The financial information set out above does not constitute the Company's statutory accounts for the years ended 31 December 2011 or 2010 but is derived from those accounts. Statutory accounts for 2010 have been delivered to the registrar of companies, and those for 2011 will be delivered in due course. The auditor has reported on those accounts; their reports were (i) unqualified, (ii) did not include a reference to any matters to which the auditor drew attention by way of emphasis without qualifying their report and (iii) did not contain a statement under section 498 (2) or (3) of the Companies Act 2006.

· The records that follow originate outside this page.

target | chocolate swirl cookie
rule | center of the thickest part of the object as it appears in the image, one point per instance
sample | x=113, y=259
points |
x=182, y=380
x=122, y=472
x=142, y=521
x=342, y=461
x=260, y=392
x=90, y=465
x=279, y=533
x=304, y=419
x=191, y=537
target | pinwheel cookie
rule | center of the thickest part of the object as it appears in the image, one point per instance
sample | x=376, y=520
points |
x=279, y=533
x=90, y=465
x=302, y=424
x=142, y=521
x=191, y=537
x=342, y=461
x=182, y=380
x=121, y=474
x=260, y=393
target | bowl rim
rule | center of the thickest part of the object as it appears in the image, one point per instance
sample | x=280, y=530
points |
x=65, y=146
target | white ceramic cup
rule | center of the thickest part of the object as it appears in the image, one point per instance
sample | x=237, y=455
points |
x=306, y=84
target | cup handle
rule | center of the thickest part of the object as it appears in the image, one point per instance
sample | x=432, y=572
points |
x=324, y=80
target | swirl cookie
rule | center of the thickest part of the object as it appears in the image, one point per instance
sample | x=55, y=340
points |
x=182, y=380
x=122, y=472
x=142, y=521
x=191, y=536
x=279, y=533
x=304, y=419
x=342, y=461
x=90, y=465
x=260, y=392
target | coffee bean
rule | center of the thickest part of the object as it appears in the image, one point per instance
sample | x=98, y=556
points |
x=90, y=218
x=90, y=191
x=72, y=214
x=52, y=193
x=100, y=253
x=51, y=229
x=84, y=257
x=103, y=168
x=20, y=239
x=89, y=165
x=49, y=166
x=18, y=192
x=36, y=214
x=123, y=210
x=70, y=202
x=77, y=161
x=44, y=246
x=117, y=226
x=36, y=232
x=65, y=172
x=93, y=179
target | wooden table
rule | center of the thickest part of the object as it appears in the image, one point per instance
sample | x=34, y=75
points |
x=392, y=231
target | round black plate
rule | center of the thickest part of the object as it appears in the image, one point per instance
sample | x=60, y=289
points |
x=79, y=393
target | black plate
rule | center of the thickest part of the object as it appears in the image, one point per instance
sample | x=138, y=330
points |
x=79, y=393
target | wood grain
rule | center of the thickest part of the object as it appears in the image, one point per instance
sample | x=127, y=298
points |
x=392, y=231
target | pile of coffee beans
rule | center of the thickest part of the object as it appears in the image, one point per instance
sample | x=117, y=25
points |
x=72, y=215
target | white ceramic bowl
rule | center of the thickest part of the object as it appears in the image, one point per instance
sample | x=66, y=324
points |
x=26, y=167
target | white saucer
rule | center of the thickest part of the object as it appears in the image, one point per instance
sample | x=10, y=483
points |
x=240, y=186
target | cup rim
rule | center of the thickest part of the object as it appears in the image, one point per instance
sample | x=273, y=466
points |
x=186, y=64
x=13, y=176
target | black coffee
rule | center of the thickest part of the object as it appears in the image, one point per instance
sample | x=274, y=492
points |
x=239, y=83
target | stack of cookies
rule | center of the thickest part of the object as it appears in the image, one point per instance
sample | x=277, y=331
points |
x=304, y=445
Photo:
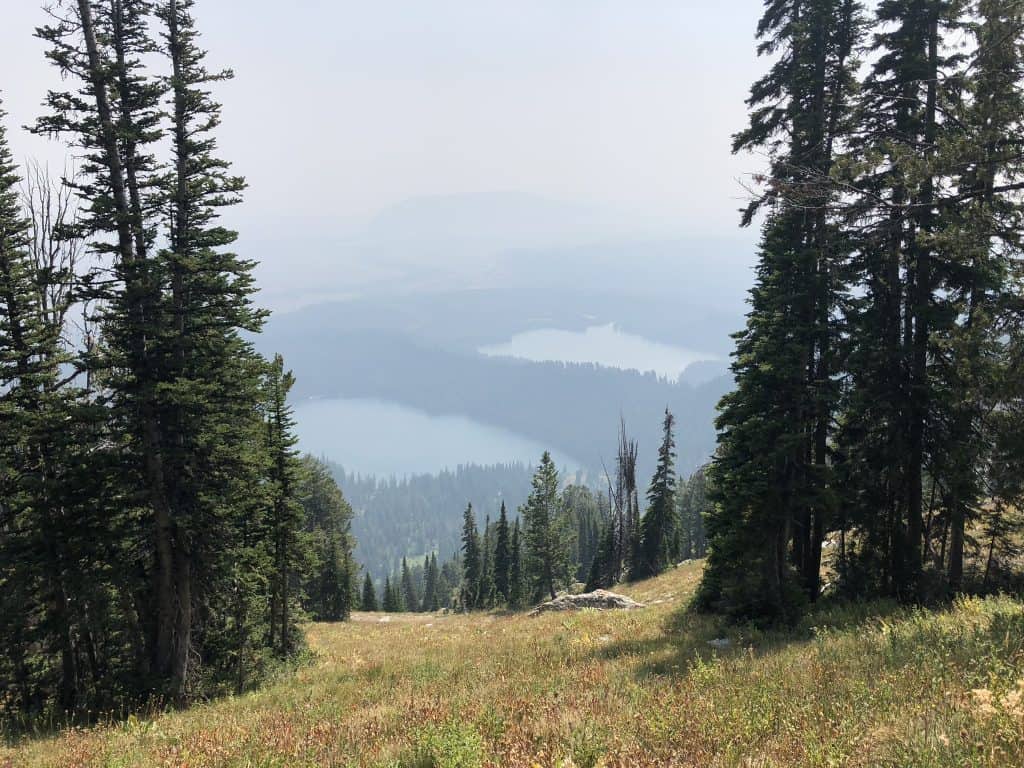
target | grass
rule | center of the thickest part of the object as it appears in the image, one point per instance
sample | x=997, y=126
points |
x=870, y=685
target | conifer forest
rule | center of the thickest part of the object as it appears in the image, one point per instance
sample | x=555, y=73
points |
x=316, y=451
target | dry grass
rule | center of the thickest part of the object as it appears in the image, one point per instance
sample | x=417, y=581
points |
x=869, y=686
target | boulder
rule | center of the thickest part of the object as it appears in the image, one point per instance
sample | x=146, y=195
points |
x=598, y=600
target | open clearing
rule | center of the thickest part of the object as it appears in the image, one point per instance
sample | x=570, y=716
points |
x=861, y=686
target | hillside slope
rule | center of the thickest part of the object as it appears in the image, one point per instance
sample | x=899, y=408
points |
x=867, y=687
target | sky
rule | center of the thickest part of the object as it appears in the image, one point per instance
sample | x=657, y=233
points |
x=342, y=111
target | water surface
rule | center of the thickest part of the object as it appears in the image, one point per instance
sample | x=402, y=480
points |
x=604, y=345
x=384, y=438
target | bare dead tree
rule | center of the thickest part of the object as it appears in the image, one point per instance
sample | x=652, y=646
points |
x=57, y=252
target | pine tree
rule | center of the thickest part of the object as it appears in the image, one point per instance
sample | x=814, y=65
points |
x=409, y=596
x=904, y=306
x=546, y=558
x=369, y=601
x=390, y=602
x=430, y=585
x=286, y=515
x=47, y=530
x=471, y=561
x=771, y=471
x=657, y=526
x=503, y=556
x=485, y=598
x=516, y=576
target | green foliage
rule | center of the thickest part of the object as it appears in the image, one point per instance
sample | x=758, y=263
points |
x=657, y=526
x=546, y=556
x=472, y=563
x=451, y=744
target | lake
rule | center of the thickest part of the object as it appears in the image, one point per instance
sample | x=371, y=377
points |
x=383, y=438
x=604, y=345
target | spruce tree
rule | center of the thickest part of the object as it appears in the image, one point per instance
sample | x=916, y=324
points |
x=471, y=561
x=657, y=526
x=369, y=598
x=409, y=597
x=503, y=556
x=286, y=516
x=390, y=601
x=430, y=585
x=771, y=471
x=516, y=577
x=546, y=558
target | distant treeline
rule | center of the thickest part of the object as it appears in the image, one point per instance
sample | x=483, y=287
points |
x=395, y=518
x=157, y=542
x=562, y=406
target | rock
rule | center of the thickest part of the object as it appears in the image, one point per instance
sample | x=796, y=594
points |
x=598, y=600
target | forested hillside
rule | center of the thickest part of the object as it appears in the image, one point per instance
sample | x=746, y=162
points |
x=878, y=403
x=568, y=408
x=422, y=514
x=157, y=543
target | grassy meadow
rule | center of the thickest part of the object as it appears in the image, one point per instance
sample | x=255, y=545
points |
x=873, y=685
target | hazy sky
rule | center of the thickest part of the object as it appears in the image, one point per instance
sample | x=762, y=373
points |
x=343, y=109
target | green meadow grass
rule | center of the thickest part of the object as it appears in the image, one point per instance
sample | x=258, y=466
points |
x=866, y=685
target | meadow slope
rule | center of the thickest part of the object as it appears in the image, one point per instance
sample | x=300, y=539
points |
x=871, y=686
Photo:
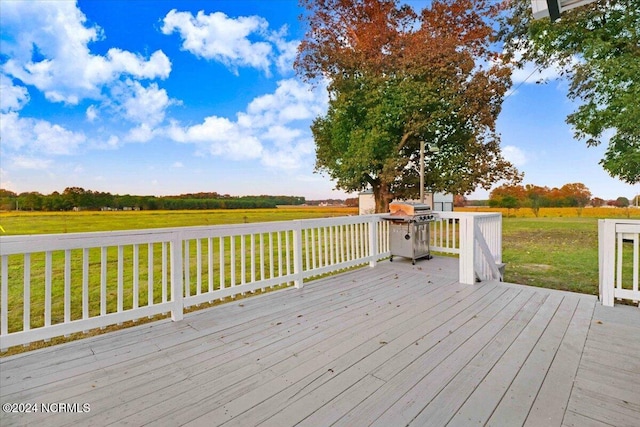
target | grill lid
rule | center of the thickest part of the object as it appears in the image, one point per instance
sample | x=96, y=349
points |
x=408, y=208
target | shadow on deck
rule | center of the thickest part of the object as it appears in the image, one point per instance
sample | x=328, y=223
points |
x=392, y=345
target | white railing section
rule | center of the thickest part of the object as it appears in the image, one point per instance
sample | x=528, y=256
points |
x=619, y=266
x=53, y=285
x=476, y=238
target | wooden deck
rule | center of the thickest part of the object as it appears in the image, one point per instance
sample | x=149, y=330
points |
x=386, y=346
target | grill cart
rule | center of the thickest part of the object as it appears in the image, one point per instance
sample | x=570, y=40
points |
x=409, y=233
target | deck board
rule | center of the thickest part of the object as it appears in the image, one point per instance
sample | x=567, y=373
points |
x=392, y=345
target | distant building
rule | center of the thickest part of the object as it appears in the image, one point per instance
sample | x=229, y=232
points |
x=366, y=203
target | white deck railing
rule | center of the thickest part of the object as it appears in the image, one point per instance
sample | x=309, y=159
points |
x=476, y=238
x=619, y=266
x=54, y=285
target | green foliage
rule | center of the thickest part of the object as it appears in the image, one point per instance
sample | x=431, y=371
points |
x=598, y=48
x=397, y=78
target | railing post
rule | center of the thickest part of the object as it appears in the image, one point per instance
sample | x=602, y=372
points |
x=373, y=240
x=177, y=277
x=607, y=256
x=467, y=250
x=297, y=254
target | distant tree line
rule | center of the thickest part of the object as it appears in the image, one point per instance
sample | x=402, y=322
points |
x=532, y=196
x=81, y=199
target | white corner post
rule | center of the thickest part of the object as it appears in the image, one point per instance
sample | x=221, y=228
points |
x=297, y=255
x=467, y=250
x=373, y=240
x=607, y=258
x=177, y=278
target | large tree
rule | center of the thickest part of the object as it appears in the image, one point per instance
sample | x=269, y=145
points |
x=397, y=77
x=597, y=47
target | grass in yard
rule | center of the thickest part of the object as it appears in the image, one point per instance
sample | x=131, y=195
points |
x=16, y=223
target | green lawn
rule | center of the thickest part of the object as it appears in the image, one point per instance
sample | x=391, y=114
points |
x=558, y=253
x=15, y=223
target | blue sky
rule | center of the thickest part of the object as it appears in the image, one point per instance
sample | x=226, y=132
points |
x=168, y=97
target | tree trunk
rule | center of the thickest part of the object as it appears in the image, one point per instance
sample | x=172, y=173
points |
x=382, y=197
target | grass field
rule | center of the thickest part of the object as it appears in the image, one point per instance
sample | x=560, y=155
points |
x=558, y=249
x=15, y=223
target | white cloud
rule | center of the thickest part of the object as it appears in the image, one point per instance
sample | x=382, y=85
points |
x=48, y=48
x=26, y=162
x=531, y=73
x=514, y=155
x=92, y=113
x=219, y=136
x=216, y=36
x=13, y=97
x=268, y=129
x=142, y=133
x=37, y=135
x=273, y=128
x=139, y=104
x=245, y=41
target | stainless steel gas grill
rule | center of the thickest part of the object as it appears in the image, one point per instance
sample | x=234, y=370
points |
x=409, y=230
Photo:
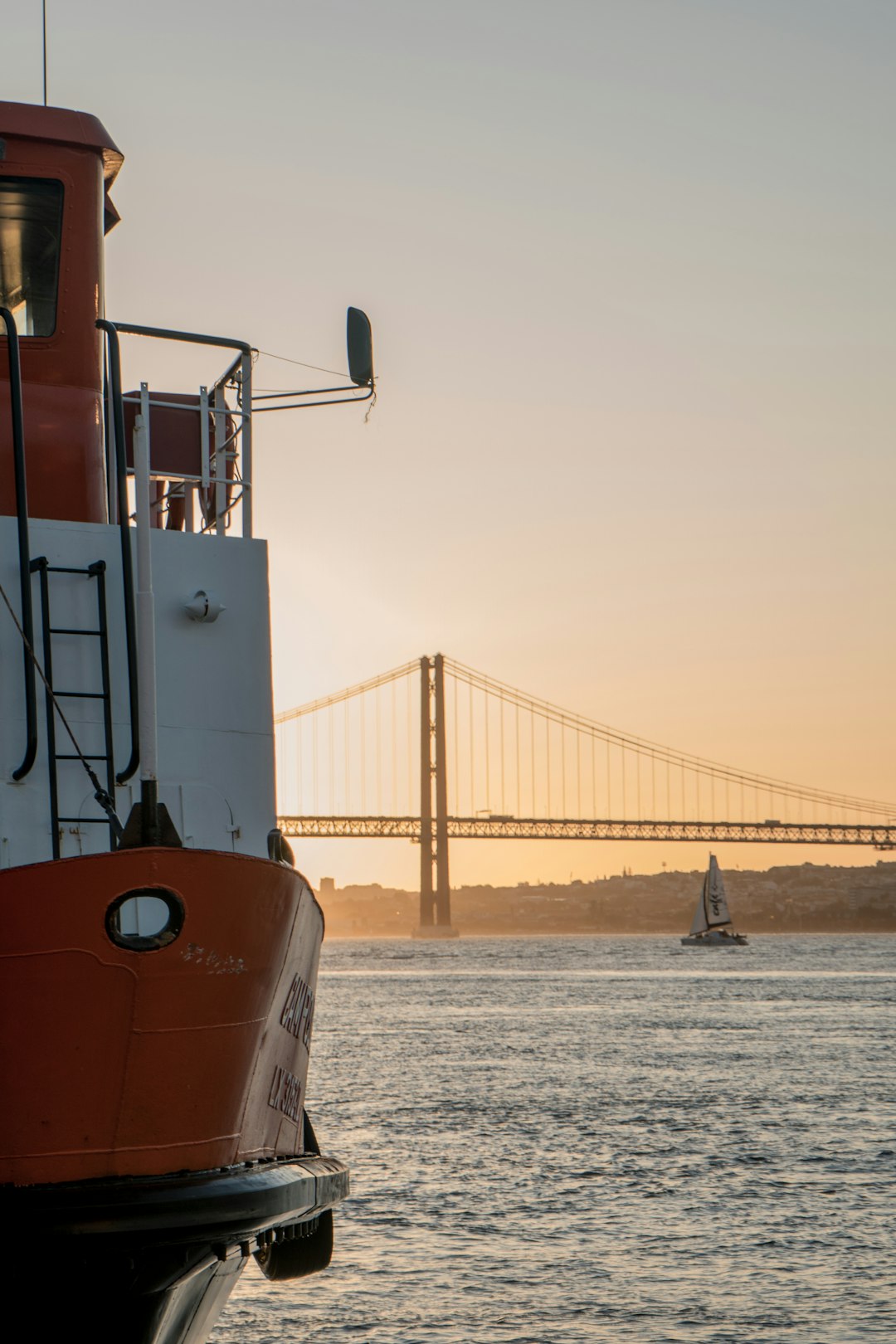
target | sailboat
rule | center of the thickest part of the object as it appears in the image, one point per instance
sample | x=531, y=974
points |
x=711, y=925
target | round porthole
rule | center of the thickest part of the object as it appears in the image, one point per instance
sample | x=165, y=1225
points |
x=145, y=918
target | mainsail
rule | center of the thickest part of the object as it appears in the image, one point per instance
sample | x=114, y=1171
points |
x=712, y=908
x=713, y=897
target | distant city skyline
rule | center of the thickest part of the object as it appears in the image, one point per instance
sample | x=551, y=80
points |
x=631, y=275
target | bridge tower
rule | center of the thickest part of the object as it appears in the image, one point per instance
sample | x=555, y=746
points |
x=436, y=895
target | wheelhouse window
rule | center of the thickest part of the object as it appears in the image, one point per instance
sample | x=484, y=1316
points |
x=30, y=240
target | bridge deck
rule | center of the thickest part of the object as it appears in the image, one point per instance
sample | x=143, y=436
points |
x=535, y=828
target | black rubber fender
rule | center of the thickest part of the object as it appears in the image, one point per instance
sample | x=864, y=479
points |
x=299, y=1255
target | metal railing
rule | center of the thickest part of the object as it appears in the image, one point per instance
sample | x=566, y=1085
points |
x=225, y=479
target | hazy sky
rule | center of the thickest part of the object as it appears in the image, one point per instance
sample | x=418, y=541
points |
x=631, y=270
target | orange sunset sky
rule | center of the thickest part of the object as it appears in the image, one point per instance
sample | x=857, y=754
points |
x=631, y=272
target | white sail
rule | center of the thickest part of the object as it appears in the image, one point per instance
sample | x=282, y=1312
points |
x=699, y=923
x=713, y=897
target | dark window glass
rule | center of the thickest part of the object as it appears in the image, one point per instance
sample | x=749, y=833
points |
x=30, y=236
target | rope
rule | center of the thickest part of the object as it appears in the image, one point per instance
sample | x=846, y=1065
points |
x=100, y=793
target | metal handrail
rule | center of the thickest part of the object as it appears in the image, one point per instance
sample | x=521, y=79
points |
x=24, y=557
x=124, y=533
x=238, y=371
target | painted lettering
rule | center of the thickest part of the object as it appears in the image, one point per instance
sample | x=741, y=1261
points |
x=285, y=1093
x=299, y=1011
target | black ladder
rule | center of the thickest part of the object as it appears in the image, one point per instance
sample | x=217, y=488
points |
x=95, y=572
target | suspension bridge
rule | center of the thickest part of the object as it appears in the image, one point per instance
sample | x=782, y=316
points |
x=434, y=750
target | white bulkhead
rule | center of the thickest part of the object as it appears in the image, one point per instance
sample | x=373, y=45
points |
x=212, y=680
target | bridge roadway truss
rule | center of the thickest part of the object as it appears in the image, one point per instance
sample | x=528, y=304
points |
x=533, y=828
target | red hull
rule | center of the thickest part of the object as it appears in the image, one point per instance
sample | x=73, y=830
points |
x=182, y=1058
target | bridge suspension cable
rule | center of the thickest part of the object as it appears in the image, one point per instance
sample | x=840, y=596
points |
x=514, y=758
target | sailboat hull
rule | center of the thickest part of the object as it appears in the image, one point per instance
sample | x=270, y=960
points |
x=715, y=940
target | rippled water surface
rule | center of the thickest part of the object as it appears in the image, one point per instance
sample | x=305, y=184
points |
x=601, y=1138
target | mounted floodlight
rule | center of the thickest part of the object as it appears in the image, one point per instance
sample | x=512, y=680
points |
x=359, y=339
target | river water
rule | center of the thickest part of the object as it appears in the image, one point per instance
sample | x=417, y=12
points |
x=601, y=1140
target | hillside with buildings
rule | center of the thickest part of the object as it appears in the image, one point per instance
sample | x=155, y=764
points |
x=807, y=898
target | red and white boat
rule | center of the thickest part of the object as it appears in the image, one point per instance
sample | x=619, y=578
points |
x=158, y=947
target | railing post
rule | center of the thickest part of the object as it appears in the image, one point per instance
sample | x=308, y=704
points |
x=24, y=557
x=145, y=629
x=246, y=440
x=221, y=461
x=426, y=799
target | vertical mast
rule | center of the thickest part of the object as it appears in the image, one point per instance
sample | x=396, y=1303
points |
x=426, y=797
x=442, y=891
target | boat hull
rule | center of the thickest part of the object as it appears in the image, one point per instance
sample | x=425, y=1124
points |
x=155, y=1133
x=186, y=1057
x=715, y=940
x=153, y=1259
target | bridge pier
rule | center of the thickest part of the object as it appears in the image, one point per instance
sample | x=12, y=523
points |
x=436, y=897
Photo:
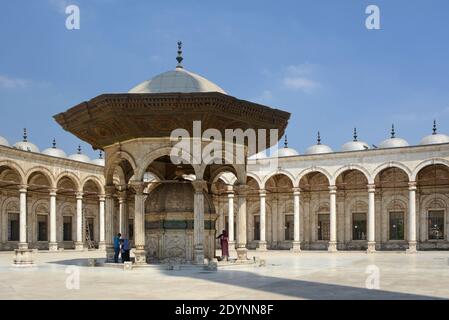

2 (Loss)/earnings per ordinary share
The calculation of the basic and diluted (loss)/earnings per share attributable to equity shareholders of the parent company is based on the following data:
2011 | 2010 | |
(Loss)/earnings for the purposes of basic and dilutive earnings per share (£'000) |
(2,444) |
1,452 |
Weighted average number of ordinary shares for the purpose of basic earnings per share |
127,700,298 |
127,700,298 |
Effect of the dilutive potential on ordinary shares: Share options |
- |
525,099 |
Weighted average number of ordinary shares for the purpose of diluted earnings per share |
127,700,298 |
128,225,397 |
As at 31 December 2011, there were 8,092,189 (2010: 8,223,710) options that existed which could potentially dilute basic earnings per share in the future, but were not included in the calculation of dilutive shares as their impact was anti-dilutive.
3. Dividends
The directors recommend the payment of a final dividend of 0.27p per share, totalling £345,000 (2010: 0.24p, totalling £306,000), which, subject to approval at the Annual General Meeting, will be paid on 8 June 2012 to shareholders on the register at the close of business on 11 May 2012. With the interim dividend of 0.13p per ordinary share paid during the year, this makes a total dividend for 2012 of 0.40p per ordinary share (2010: 0.36p per share).
4. Annual Report
The Annual report and audited financial statements will be posted to shareholders on or about 5 April 2012 and copies are available for collection indefinitely from the Company's registered office at 26 Throgmorton Street, London, EC2N 2AN) or at the Group's website (www.lighthousegroup.plc.uk).